Человеку на Понтиаке прощалось многое в звёздном городе. Поэтому он целовался взасос с никому неизвестным доходягой, сидя за рулём этой гангстерской тачки.
— Я скучал, — прошептал Ганс в конце.
— Я тоже, — услышал в ответ.
И Бертольд по дороге рассказывал многое. Как приехал, как искал себя в поначалу неприветливом Эл-Эй, как добрая тётя отдала ему ключи от квартиры, где вместе с ним жили ещё и тараканы — вроде всё даже окай, чувак.
Ганс о себе не сказал ничего. Звездой этого дня остался Бертольд; на прощание целоваться побоялись. В записной книжке Ганса появился новый номер.
***
У Ганса, в самом-то деле, целый талант засосать и пропасть без объяснений. Но в Эл-Эй у него определённо больше дел, чем в Сакраменто, где все проблемы заканчивались поцарапанной тачкой и мгновенной кармой.
Бертольд выключил душ и вылез из ванной. Здесь плитка выглядела совсем по-другому: голубоватая, с узорчиками, но снова поеденная чёрной плесенью, как и дома — хотя дома никогда и не было. Сменяющиеся локации. Декорации к не самому лучшему фильму, а Бертольда наконец позвали на пробы. Ганс не скажет сверх того, что ему положено сказать. Пробы — это значит пробы, что бы понятие не носило под собой. И о Гансе толком ничего не известно; как два года назад, так и прежде. Бертольд переваривал это в себе, обтирая мокрое тело полотенцем. Зеркало напротив в этой квартире хорошее. Новое. И отражало не забитого школьника, а уже молодого мужчину. Таким себя видел Бертольд; без свисающих до подбородка волос, кучи прыщей и с щетиной — не особо заметной, но ощутимой.

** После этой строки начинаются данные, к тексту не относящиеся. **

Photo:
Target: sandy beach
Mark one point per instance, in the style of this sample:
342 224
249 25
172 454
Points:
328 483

В коридоре Бертольд раздавил бегущего по делам таракана и брезгливо обтёр ногу о ламинат. Решил не одеваться и лечь спать с голой задницей — всё равно от жары мозги расплавились. Выбрал кассету на вечер из коробки, вроде бы «Кинг-Конг против Годзиллы», засунул в проигрыватель.
И ждал.
Телефон на тумбочке в прихожей зазвонил, «Годзилла» началась с японских иероглифов на голубом фоне. Бертольд завозился, заматерился, вскочил с кровати, щеголяя голой жопой, и подхватил трубку со станции.
— Алло?
— Заебись, ты дома, — это Ганс. По голосу слышно, что подозрительно нервный, торопился. — В общем, я буду около твоего подъезда через полчаса.

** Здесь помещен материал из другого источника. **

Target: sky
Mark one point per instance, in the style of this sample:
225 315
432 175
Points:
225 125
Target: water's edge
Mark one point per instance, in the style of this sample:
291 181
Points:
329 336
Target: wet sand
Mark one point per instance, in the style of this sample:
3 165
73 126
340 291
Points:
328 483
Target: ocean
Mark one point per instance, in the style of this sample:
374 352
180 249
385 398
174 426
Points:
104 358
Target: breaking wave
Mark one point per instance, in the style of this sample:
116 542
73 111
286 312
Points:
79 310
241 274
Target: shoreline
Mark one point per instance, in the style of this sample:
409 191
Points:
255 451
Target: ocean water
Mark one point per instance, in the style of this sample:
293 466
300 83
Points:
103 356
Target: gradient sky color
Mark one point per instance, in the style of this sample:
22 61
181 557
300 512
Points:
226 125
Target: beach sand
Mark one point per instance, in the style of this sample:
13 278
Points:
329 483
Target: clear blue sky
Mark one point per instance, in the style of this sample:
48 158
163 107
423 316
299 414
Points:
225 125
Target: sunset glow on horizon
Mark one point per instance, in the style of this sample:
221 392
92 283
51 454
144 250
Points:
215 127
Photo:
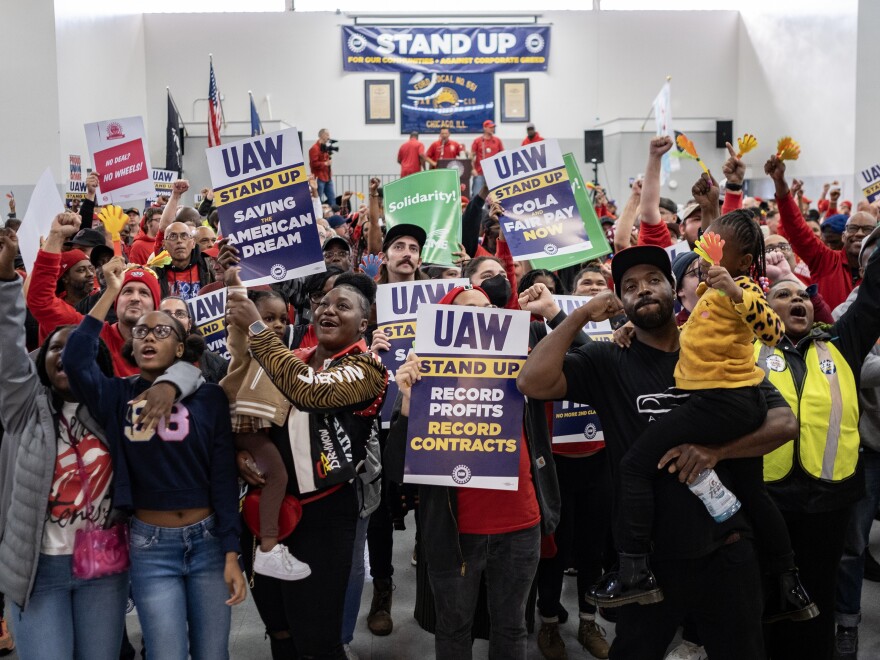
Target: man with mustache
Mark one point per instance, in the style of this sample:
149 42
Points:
711 567
139 295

Два плюс два в голове не складывалось после душа и с настроем посмотреть фильм.
— А нахуя?
— Ты идиот или чё?
— Ганс, иди нахуй.
— Короче, бля, одевайся поприличнее и дуй на улицу. Я в дороге.
Он скинул звонок, оставив Бертольда с целой кучей вопросов. Потом Бертольд поставил трубку на место, почесал подбородок и вспомнил: что-то ему от Ганса надо. Пробы. Наверное, оно. Устраивать какие-то внезапные свидания не в духе Ганса, поэтому это Бертольд сразу отмёл, хотя потом справедливо спросил себя: какие вообще свидания? Они два мужика, и им просто нравится лизаться — такие ходят в романтичные ресторанчики?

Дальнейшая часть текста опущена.